Monday, December 5, 2011
Tips for Living in a Mexican Fishing Village at the End of the Road
Rumor has it a grocery store chain is coming to town (Super Sazo which is bien and barato - good and cheap - according to their ads). For now the town consists mostly of little neighborhood stores (abarrotes), two Oxxos (kinda like Circle Ks) and four Super-Ts (also chains and also small but unlike the neighborhood stores, Super Ts carry alcohol). We have a store that specializes in meat, one for fruit and vegetables. My new favorite - Graco - is a tiny and clean store with beautiful vegetables and some things that can be hard to find like olive oil and cottage cheese. During the winter months the Modelorama in Old Kino carries natural orange juice (it comes in on Fridays) and I've been told the Super Bahia in New Kino also has it. (We're surrounded by orange groves - you'd think someone would sell fresh-squeezed OJ from a cart when in season.)
I have never ever seen Greek yogurt here. I've not seen it in the major grocery chains in Calle Doce (30 miles away) or Hermosillo (60 miles) but maybe it can be found in a specialty market in Hermosillo or the fancy grocery store Vimark. Likewise blueberries but I imagine those might be in frozen food sections in Walmart or Costco or the Mexican stores like Ley's or Soriana's. No problem with the walnuts, however.
As the expat/snowbird population grew, so did some of the American food items like Prego spaghetti sauce and Quaker granola but most people who are here for a while schedule in monthly trips to Hermosillo for big shopping.
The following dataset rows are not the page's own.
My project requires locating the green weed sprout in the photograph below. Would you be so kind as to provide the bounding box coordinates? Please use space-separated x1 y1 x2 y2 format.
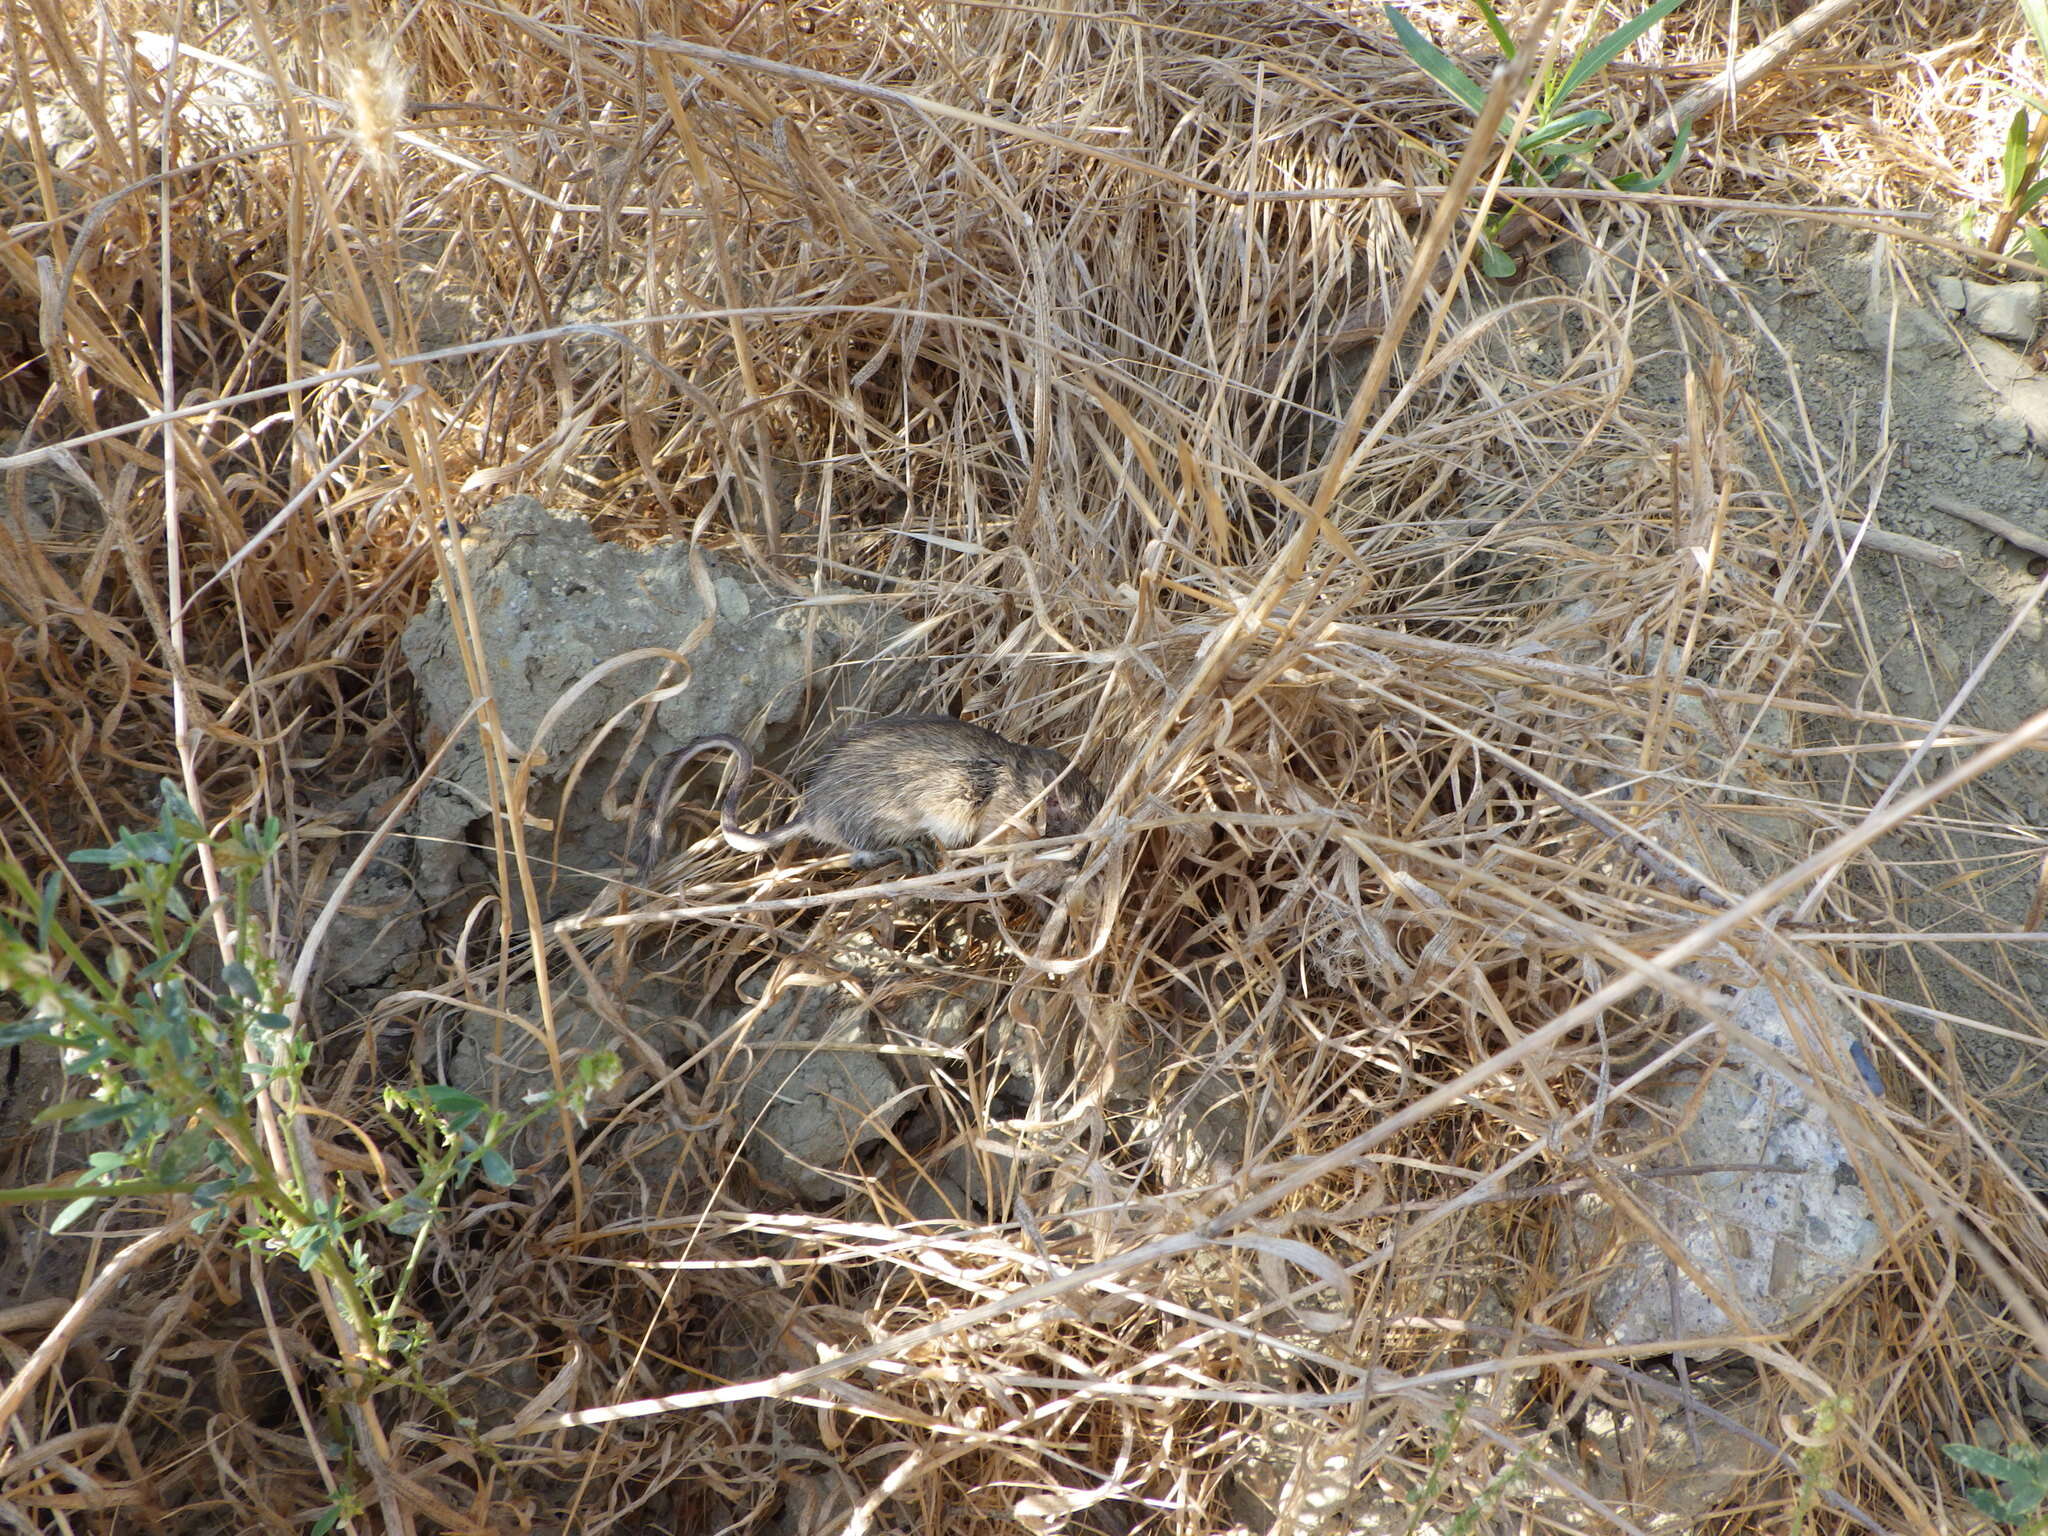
1385 0 1692 275
1400 1392 1536 1535
1943 1440 2048 1533
1789 1395 1852 1536
0 781 618 1368
1982 0 2048 269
For two years I vowed not to do that and to eat like a Mexican (except for extra sharp cheddar cheese and gin) which is why I'm sick of shrimp and fish tacos. Being sick of shrimp and fish makes it difficult to eat out. Especially if you're also sick of potatoes filled with cheese and carne asada. So far Sonoran hotdogs have not worn out their welcome.
My advice is if there are food items you cannot live without, bring them. Then search for them in town, try Calle Doce and Hermosillo. If still no luck, hit up friends who are coming down from the States. Find substitutes. It's funny but I still can't sort out the cream situation. You know like cream for your coffee. It's some sort of thick globby stuff that congeals. So if you need cream for your coffee, bring that. Although Mexicans seem to love mayonnaise, if you're a Miracle Whip person you won't find it anywhere (believe me, I've looked).